"Io, scugnizzo a 60 anni Che gioia festeggiarli proprio all'Arcimboldi"

Da Napoli a Milano, gran ritorno sul palco "Macché neomelodico, mi notò Miles Davis"

"Io, scugnizzo a 60 anni Che gioia festeggiarli proprio all'Arcimboldi"

«Sono stato un autentico fenomeno del pregiudizio nazionale. Eppure sono riuscito ad essere quello che volevo: uno, anzi no, il cantante napoletano. Piaccia o no agli esteti, Miles Davis s'innamorò delle mie canzoni e voleva pure suonarle. È vero, quando me lo dissero non sapevo nemmeno chi fosse; credevo parlassero di nuovo giocatore straniero del Napoli. Invece, era un genio, un gigante. Questo sarà per sempre per un motivo di grande orgoglio». Torna a Milano, stasera nella cornice degli Arcimboldi, Nino D'Angelo, l'ex scugnizzo dal caschetto biondo del rione San Pietro a Patierno che a giugno scorso ha festeggiato i suoi primi 60 anni con un megaconcerto davanti alla curva B dello stadio San Paolo alla presenza di oltre 15 mila fan (di ben tre diverse generazioni...) in delirio.
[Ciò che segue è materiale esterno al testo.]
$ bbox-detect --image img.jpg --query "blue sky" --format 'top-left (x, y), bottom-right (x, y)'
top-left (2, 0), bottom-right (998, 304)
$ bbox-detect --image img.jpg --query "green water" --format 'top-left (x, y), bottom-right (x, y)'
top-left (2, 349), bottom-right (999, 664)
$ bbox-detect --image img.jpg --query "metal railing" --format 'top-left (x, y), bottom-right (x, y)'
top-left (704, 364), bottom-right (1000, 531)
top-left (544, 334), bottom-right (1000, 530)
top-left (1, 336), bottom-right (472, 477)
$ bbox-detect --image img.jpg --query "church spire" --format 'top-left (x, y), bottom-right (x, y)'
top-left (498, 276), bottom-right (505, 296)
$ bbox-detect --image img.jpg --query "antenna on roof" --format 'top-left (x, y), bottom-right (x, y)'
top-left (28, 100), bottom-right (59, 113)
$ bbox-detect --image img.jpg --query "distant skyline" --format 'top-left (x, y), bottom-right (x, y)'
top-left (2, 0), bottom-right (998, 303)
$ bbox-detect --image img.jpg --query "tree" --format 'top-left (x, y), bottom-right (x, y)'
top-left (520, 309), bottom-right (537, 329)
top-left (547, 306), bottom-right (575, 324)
Che cosa resta di quell'indimenticabile serata di orgoglio napoletano?

«Che dire, aver festeggiato i 60 anni così, davanti alla mia gente, che mi segue da più di 40 anni, è stata un'emozione indimenticabile. Qualcosa che mi terrò nel cuore per tutta la vita. È stato il più bel film della mia vita. Il più vero. In cui ha vinto la Napoli dei valori e dei sentimenti».

Che cosa ricorda della tua prima volta a Milano?
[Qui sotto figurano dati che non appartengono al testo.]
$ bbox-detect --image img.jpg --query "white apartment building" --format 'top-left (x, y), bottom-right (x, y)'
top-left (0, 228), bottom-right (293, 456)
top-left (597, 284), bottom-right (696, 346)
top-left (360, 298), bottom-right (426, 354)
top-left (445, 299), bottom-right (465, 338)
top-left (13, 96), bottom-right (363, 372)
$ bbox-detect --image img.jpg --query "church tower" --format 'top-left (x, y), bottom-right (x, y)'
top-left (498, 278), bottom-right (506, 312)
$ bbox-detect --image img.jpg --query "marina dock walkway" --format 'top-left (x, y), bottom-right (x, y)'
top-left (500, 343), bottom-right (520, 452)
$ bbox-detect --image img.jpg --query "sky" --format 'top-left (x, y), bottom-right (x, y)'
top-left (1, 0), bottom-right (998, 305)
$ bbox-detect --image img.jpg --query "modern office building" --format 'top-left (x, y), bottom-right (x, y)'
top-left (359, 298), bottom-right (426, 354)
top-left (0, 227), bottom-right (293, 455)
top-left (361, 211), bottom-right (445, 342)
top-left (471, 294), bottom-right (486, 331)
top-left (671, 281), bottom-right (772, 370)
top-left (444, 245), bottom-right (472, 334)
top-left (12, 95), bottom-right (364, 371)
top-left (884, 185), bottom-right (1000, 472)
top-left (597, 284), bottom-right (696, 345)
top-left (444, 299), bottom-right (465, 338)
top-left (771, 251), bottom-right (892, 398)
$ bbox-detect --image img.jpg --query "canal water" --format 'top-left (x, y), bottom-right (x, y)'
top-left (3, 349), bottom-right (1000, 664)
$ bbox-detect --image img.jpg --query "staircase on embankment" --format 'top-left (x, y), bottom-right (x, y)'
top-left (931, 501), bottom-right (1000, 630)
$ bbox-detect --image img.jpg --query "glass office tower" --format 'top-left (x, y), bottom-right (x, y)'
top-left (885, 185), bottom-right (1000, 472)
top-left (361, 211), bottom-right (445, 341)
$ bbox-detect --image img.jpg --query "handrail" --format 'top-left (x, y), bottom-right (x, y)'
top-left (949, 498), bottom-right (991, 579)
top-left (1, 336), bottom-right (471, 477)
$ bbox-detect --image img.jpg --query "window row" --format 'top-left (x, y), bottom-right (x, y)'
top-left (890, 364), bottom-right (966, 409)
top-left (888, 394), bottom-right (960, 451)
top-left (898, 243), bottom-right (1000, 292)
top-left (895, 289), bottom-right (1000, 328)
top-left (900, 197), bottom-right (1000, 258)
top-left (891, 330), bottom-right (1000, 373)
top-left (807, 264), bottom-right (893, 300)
«Racconto un aneddoto che mi è successo: sarà stata la metà anni Settanta e, appena arrivato a Milano, salii su un taxi guidato da un pugliese. Mi meravigliai quando scoprii che ascoltava Radio Antenna Emigranti e per di più solo ed esclusivamente musica napoletana. Io avevo avuto un successo locale con 'A storia mia ('O scippo), ma lui non aveva mai sentito parlare di me come cantante. Qualche anno più tardi, ai tempi del film di 'Nu jeans e na maglietta mi ritrovai per puro caso sullo stesso taxi. Il conducente mi riconobbe subito e mi raccontò di essere diventato un mio accanitissimo supporter. Questa è la mia Milano: una città che rispetto molto, dal respiro europeo, ma anche molto italiana e piena zeppa di sud. Con buona pace dei leghisti».

Che cosa aspettarsi dallo show agli Arcimboldi, prima data del nuovo tour teatrale ribattezzato Il Concerto 6.0 che andrà anche in giro per l'Europa?

«Due ore di musica in cui sarà concentrato tutto Nino D'Angelo. Quello delle sonorità romantiche e vintage dell'epoca del caschetto e quello più recente, in cui ho messo assieme la passione irresistibile tanto per il mio idolo da ragazzo, Sergio Bruni, quanto per Peter Gabriel, il maestro della contaminazione. E poi posso aggiungere una cosa?».

Prego...

«Per un figlio della Napoli più difficile è una grande soddisfazione aver raggiunto questo teatro: sono nato povero tra i poveri, e invece ce l'ho fatta. Ai tempo sono stato denigrato con sta storia del cantante neomelodico, salvo poi accorgersi che sotto il caschetto c'era una testa. Perché essere cresciuti nella scuola della strada non vuol dire mica essere stupidi. Comunque sia, andando oltre i pregiudizi, io che sono idolo della gente che ha poco, ho aperto la strada a tanti cantanti della mia città».

Per l'autore dell'inno del Napoli calcio, viene naturale chiedere come sta vivendo l'exploit della squadra di Sarri, reduce da sette vittorie consecutive...

«Questo Napoli è un giocattolo perfetto, è poesia e flipper al tempo stesso.

Il Napoli di Maradona mi faceva impazzire, ma già da qualche anno Mertens e soci hanno raggiunto un livello di gioco altissimo. Credo che quest'anno il Napoli è fuori categoria per tutti, Juve compresa, e lo scudetto lo può solo perdere».